Figure 14: Al Gore. 45th Vice President of the United States (Wikipedia).

Al Gore

Albert Arnold Gore Jr. served as the 45th Vice President of the United States from January 1985 to January 1993. He then ran for the office of President, but was defeated by George W. Bush in a controversial election whose outcome was finally decided by the US Supreme Court16. Al Gore is the founder and current Chairman of the Alliance for Climate Protection. He was one of the first important political figures to call attention to the problem of steadily increasing CO2 levels in the atmosphere and the threat of catastrophic climate change. He produced the highly influential documentary film An Inconvenient Truth17. Because of his important efforts to save the global environment, Al Gore shared the 2007 Nobel Peace Prize with the International Panel on Climate Change.
Al Gore’s TED talk: The Case for Optimism on Climate Change In 2016, Al Gore gave an important talk to a TED audience18. in which he pointed out the an economic tipping point has just been passed. Solar energy and wind energy are now cheaper than energy form fossil fuels. This means that economic forces alone can drive a rapid transition to 100% renewable energy. Investors will realize that renewables represent an unparalleled investment opportunity.

Sir David Attenborough

david attenborough

Figure 15: Sir David Attenborough: “Disaster. It’s a terrible thing to say, isn’t it?”

In a 2011 interview in The Guardian, Sir David Attenborough was asked: “What will it take to wake people up about climate change?”. He replied “Disaster. It’s a terrible thing to say, isn’t it? And even disaster doesn’t always do it. I mean, goodness me, there have been disasters in North America, with hurricanes, and one thing and another, and floods; and still a lot of people would deny it, and say it’s nothing to do with climate change. Well it visibly has to do with climate change!” Sir David Attenborough’s almost unbelievably enormous and impressive opus of television programs about the natural world have helped to raise public awareness of the importance of the natural environment. He also has made a number of television programs specifically related to questions such as saving threatened species, the dangers of exploding global populations, and the destruction of forests for the sake of palm oil plantations. Let us return to The Guardian’s 2011 interview with Sir David.
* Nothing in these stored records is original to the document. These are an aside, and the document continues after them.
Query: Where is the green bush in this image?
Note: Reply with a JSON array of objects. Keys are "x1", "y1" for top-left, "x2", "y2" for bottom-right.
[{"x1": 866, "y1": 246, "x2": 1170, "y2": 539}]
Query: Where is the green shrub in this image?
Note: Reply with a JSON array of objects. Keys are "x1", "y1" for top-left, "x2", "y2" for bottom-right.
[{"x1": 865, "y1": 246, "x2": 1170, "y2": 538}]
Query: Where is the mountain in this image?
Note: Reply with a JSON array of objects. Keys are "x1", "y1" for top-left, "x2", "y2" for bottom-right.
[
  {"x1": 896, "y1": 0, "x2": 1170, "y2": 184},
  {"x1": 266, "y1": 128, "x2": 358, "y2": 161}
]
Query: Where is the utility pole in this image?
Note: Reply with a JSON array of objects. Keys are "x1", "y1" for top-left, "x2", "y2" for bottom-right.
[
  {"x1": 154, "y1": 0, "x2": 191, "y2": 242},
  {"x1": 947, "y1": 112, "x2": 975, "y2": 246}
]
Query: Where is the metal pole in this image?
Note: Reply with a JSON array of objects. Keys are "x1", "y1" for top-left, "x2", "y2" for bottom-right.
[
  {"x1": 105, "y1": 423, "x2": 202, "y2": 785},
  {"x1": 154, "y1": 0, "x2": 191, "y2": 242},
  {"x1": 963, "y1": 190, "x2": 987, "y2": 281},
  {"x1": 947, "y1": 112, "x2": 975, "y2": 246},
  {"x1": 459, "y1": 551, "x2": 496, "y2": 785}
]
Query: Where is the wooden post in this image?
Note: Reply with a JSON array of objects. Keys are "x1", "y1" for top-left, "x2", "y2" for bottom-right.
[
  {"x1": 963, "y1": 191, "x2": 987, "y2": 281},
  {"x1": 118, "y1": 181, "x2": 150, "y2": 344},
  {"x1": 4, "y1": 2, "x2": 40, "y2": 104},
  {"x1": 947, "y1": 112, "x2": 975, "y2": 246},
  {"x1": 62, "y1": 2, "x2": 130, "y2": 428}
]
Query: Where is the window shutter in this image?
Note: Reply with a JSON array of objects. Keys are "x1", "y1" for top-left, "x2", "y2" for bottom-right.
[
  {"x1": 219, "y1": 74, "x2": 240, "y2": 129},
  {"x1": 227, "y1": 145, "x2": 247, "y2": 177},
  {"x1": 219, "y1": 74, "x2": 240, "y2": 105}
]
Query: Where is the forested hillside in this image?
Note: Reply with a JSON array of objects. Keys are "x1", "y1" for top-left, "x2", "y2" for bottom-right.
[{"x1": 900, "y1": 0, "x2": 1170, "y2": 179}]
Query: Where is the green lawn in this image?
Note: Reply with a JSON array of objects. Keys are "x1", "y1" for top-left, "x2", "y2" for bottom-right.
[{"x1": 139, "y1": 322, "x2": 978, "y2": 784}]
Had it been made in the autumn of 2017, the interview would certainly have included a discussion of recent hurricanes of unprecedented power and destructiveness, such as Harvey, Irma and Maria, as well as 2017’s wildfires and Asian floods. It is possible that such events, which will certainly become more frequent and severe during the next few years, will provide the political will needed to silence climate change denial, to stop fossil fuel extraction, and to promote governmental policies favoring renewable energy. Although the mass media almost have entirely neglected the link between climate change and recent disastrous hurricanes, floods droughts and wildfires, many individuals and organizations emphasized the cause and effect relationship. For example, UK airline billionaire Sir Richard Branson, whose Caribbean summer residence was destroyed by Hurricane Irma said: “Look, you can never be 100 percent sure about links, But scientists have said the storms are going to get more and more and more intense and more and more often. We’ve had four storms within a month, all far greater than that have ever, ever, ever happened in history, Sadly, I think this is the start of things to come. Climate change is real. Ninetynine percent of scientists know it’s real. The whole world knows it’s real except for maybe one person in the White House.” May Boeve, executive director of the NGO 350.org, said “With a few exceptions, the major TV networks completely failed to cover the scientifically proven ways that climate change is intensifying extreme weather events like hurricanes Harvey and Irma. That’s not just disappointing, it’s dangerous. We won’t be able to turn this crisis around if our media is asleep at the wheel.” Commenting on the destruction of Puerto Rico by Hurricane Maria, historian Juan Cole wrote: “When you vote for denialist politicians, you are selecting people who make policy. The policy they make will be clueless and will actively endanger the public. Climate change is real. We are causing it by our emissions. If you don’t believe that, you are not a responsible steward of our infrastructure and of our lives.” When interviewed by Amy Goodman of Democracy Now, musician Stevie Wonder said: “… we should begin to love and value our planet, and anyone who believes that there is no such thing as global warming must be blind or unintelligent.”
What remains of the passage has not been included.